Hyuna chewed her bottom lip as she mulled it over.

“Any chance you have a blueprint or something that tells us where the engine room is?”

Hyoyeon smirked.

“Way ahead of you, kid.” She swiped one last time and finally, Hyuna understood what she was looking at – security footage of the hallway that led to the storage facility in question.

“I know where it is,” she said. “We can get inside and we can get to the engine room. From there, it’s just a matter of doing it quickly and not getting caught.” Hyoyeon lowered her head slightly so that she could look Hyuna in the eyes. She could usually tell what her friend was thinking by the emotion that was burning in her dark eyes and now, she saw determination.

A sly smile pulling at her lips, Hyuna said, “Then let’s go do this, unnie.”

 

* * *

 

Hyuna’s watch was _not_ an expensive piece of top-of-the-line space technology but it _did_ keep pretty good time and so as soon as their fingerprints were in the system, Hyuna set a timer for twenty minutes.

It was plain to see that this was an old ship. Boasting narrow hallways, wooden doorframes and plaster walls with chips in the paint, the ship looked more like an old house than a spacecraft. Newer models – _newer_ meaning within the last three or four hundred years – boasted Plexiglas and acrylic and combinations of elements that were proven to be endlessly strong.

It smelled stale, dusty. There were medals, plaques and framed photos on every wall, memorializing battles, generals and military achievements. Everything felt as old as it was. If they hadn’t needed to be so focused, Hyuna would have stopped and admired the décor. Her father had raised her with a profound respect and appreciation for the galaxy’s military.

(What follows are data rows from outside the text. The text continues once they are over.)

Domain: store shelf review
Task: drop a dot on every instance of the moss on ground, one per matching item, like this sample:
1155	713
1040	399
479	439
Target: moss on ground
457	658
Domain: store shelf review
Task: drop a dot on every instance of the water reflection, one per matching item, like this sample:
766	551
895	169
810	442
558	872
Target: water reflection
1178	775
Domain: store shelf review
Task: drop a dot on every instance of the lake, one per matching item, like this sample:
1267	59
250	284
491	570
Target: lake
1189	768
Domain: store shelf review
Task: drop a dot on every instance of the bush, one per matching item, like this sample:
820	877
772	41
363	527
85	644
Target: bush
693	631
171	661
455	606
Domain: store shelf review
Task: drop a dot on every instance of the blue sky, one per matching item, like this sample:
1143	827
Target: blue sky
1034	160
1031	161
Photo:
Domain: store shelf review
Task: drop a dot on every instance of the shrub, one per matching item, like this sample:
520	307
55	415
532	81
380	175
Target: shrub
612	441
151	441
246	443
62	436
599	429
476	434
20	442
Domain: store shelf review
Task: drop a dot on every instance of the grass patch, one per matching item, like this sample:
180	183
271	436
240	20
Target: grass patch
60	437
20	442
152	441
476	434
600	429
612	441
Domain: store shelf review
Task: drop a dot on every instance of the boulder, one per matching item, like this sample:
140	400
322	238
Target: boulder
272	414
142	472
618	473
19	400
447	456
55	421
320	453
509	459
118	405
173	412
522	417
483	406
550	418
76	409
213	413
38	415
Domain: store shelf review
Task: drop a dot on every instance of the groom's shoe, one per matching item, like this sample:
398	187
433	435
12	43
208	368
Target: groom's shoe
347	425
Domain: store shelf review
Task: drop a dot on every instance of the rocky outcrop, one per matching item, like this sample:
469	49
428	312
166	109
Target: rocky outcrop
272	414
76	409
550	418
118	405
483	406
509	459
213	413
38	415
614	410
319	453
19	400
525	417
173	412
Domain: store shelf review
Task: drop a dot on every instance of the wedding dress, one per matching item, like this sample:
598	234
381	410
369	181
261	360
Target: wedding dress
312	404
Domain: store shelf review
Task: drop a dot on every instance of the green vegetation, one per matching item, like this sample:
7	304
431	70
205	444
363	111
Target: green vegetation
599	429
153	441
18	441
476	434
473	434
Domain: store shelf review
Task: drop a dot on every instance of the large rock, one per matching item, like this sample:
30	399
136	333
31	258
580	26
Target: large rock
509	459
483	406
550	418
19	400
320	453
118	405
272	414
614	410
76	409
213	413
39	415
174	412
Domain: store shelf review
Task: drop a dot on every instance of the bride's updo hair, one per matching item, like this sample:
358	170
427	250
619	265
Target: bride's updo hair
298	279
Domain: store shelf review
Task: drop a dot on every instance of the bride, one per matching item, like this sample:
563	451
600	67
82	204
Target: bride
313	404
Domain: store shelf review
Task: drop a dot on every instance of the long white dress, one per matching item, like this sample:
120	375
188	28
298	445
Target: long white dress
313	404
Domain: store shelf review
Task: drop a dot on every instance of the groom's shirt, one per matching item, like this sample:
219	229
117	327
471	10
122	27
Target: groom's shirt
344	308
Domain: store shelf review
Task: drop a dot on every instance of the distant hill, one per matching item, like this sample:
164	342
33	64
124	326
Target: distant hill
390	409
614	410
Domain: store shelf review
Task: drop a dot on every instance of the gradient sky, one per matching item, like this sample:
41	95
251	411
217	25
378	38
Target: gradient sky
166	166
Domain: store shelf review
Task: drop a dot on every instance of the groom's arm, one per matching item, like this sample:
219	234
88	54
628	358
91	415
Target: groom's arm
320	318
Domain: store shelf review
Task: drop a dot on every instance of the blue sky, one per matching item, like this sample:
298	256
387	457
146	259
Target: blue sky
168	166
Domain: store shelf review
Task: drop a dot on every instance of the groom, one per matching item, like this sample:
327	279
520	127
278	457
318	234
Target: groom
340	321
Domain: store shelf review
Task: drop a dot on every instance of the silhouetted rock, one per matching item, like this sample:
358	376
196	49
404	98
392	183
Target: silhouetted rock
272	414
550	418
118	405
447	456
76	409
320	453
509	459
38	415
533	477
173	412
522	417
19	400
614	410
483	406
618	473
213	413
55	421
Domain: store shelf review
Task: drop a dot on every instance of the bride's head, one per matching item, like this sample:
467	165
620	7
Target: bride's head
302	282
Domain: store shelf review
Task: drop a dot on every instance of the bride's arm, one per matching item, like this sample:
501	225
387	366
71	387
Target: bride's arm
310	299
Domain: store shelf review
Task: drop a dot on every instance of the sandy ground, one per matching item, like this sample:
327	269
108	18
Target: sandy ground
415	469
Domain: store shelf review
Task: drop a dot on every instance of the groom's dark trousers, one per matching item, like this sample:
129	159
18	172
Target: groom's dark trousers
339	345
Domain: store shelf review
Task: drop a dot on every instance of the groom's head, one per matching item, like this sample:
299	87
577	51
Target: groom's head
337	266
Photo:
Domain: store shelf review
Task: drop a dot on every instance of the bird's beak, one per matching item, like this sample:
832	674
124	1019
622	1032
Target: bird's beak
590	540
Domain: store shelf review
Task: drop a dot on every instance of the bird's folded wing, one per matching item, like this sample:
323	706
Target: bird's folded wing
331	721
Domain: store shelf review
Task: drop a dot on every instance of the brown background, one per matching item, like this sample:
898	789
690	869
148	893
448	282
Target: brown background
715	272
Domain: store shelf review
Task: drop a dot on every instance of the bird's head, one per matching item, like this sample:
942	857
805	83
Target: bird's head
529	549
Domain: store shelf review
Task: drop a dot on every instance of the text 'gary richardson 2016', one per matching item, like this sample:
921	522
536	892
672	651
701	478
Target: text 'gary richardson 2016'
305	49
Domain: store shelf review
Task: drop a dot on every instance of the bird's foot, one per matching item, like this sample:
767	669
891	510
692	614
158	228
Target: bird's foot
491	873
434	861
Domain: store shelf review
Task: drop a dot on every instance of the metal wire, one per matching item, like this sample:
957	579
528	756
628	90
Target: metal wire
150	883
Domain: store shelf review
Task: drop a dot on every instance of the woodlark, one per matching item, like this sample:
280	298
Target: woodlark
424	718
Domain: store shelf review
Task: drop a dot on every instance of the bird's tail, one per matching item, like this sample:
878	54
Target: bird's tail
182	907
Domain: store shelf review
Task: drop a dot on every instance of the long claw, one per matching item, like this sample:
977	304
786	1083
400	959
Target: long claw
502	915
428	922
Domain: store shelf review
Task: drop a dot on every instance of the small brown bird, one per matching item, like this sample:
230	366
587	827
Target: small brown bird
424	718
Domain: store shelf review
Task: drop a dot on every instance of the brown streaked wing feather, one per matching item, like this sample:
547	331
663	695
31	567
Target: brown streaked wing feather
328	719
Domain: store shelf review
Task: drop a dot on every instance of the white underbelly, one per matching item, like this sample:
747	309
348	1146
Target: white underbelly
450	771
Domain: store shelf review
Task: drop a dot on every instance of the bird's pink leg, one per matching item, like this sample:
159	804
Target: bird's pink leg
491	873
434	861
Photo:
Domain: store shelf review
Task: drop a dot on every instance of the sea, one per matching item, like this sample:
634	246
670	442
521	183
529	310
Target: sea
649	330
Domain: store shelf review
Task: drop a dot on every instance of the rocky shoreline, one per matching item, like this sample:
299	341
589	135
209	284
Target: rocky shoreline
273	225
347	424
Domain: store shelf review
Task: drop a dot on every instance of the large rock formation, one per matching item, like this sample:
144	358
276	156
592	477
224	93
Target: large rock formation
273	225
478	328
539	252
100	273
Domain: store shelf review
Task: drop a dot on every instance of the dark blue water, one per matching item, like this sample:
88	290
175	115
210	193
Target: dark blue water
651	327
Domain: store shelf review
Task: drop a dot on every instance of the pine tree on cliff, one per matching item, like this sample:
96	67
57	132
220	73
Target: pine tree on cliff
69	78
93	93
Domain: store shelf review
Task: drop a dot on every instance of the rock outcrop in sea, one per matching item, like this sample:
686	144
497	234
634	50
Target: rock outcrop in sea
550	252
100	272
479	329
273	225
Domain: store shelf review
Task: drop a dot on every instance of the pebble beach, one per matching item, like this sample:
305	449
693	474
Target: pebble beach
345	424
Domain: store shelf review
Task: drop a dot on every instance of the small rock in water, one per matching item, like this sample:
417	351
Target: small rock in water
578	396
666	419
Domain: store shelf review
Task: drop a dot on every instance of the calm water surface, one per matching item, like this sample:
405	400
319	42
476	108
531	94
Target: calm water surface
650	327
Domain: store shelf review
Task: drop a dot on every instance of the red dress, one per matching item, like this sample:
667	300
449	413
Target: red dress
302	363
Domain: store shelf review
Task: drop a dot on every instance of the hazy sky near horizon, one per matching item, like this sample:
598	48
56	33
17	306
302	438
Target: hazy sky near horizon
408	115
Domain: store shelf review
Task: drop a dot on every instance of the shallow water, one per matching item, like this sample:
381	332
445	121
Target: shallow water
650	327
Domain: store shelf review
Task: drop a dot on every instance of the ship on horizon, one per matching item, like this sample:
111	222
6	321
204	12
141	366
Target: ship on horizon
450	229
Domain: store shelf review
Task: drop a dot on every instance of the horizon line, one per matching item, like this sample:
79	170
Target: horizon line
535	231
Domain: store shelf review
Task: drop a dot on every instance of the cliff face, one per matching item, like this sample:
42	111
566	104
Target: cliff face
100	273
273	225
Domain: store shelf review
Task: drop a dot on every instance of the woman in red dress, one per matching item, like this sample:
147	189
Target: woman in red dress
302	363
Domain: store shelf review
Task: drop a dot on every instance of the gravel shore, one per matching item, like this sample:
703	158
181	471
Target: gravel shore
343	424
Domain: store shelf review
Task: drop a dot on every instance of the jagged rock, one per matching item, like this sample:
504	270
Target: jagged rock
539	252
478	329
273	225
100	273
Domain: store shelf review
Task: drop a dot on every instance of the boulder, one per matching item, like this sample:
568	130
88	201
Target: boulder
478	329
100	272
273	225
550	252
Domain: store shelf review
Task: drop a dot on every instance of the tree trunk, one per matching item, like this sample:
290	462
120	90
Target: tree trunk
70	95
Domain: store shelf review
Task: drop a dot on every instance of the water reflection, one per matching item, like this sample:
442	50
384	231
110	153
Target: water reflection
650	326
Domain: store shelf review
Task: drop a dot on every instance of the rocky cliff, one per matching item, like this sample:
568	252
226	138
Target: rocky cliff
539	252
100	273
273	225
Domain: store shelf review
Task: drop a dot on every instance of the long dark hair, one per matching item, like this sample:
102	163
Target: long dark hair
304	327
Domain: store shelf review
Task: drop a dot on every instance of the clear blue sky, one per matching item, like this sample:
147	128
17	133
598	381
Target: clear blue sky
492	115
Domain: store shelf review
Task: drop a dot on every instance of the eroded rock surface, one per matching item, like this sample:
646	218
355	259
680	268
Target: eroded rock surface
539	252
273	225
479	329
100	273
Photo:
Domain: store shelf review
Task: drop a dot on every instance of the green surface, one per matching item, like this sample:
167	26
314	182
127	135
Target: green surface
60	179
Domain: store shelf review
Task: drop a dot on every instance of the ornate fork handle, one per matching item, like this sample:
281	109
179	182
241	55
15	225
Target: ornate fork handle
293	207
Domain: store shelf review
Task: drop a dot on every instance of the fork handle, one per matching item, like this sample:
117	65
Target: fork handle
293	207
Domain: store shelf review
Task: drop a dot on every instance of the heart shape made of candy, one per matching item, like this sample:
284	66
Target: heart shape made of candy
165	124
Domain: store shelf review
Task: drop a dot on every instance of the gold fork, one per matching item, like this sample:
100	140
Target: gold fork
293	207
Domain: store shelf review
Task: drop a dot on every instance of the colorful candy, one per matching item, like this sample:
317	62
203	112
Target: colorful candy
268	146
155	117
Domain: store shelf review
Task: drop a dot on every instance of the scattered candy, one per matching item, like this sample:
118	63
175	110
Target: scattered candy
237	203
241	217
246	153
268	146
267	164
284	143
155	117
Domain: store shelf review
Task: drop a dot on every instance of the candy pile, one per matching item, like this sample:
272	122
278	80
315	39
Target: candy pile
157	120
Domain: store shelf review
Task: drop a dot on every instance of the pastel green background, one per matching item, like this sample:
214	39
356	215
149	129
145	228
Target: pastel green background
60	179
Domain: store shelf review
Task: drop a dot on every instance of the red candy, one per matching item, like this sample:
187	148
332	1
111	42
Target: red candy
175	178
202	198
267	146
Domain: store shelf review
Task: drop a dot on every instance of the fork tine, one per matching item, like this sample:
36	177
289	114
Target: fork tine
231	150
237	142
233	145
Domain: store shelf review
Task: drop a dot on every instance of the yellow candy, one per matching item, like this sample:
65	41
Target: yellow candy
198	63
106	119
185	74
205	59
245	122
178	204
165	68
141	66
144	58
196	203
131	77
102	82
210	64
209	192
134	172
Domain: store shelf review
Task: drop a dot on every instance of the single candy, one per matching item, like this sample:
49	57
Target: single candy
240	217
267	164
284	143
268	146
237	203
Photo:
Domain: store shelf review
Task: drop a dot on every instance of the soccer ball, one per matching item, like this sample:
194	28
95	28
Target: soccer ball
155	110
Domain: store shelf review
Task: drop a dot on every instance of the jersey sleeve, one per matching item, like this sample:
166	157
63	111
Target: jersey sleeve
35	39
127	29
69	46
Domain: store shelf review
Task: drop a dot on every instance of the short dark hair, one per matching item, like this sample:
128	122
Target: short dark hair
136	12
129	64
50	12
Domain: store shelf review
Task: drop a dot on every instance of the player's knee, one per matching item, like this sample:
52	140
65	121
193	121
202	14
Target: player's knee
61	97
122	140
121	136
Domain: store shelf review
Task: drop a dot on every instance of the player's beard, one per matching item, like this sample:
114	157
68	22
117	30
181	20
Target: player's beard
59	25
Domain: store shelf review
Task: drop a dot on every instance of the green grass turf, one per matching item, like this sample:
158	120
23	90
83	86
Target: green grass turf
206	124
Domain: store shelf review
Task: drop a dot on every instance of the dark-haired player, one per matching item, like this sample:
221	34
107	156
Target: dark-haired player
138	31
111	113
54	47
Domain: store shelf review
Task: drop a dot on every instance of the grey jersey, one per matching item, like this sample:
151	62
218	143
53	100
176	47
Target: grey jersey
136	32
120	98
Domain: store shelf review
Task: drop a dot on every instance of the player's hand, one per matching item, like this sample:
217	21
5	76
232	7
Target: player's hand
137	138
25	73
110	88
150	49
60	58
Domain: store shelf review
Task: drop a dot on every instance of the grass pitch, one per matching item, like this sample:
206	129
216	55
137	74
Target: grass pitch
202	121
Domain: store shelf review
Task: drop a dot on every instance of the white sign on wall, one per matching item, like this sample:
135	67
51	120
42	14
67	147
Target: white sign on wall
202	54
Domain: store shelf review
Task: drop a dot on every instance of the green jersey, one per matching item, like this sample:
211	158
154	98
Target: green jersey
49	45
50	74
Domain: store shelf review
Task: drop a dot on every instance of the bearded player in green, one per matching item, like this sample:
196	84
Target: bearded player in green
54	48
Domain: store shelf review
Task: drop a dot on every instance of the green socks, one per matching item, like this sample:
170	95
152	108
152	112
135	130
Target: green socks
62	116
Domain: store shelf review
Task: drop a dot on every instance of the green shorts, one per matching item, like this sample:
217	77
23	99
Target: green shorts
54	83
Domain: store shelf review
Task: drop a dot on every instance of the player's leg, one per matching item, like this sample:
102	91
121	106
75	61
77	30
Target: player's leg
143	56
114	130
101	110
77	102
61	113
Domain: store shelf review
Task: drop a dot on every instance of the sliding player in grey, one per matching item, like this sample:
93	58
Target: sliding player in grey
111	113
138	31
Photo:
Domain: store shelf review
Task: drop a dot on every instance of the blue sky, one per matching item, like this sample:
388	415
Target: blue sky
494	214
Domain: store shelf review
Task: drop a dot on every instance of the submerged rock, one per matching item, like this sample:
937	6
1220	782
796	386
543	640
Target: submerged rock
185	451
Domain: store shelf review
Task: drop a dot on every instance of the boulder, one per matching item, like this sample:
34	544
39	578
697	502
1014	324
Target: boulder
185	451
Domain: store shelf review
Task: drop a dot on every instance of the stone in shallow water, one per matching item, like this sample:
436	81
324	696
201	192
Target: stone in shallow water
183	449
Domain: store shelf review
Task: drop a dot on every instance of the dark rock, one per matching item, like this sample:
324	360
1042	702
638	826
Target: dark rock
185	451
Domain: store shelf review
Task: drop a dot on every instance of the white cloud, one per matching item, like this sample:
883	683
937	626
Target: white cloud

But they were on a deadline.

Hyoyeon had hacked the Entity’s surveillance feed and was using her watch to determine which corridors were empty and which were not. The less people they encountered, the better. The more people that saw them, the bigger the chance that they’d be exposed for who and what they were.

The engine room was at the back of the ship. They passed several doors and Hyuna wondered in the back of her mind what each was. From the layout of the craft so far, she assumed they were mostly barracks.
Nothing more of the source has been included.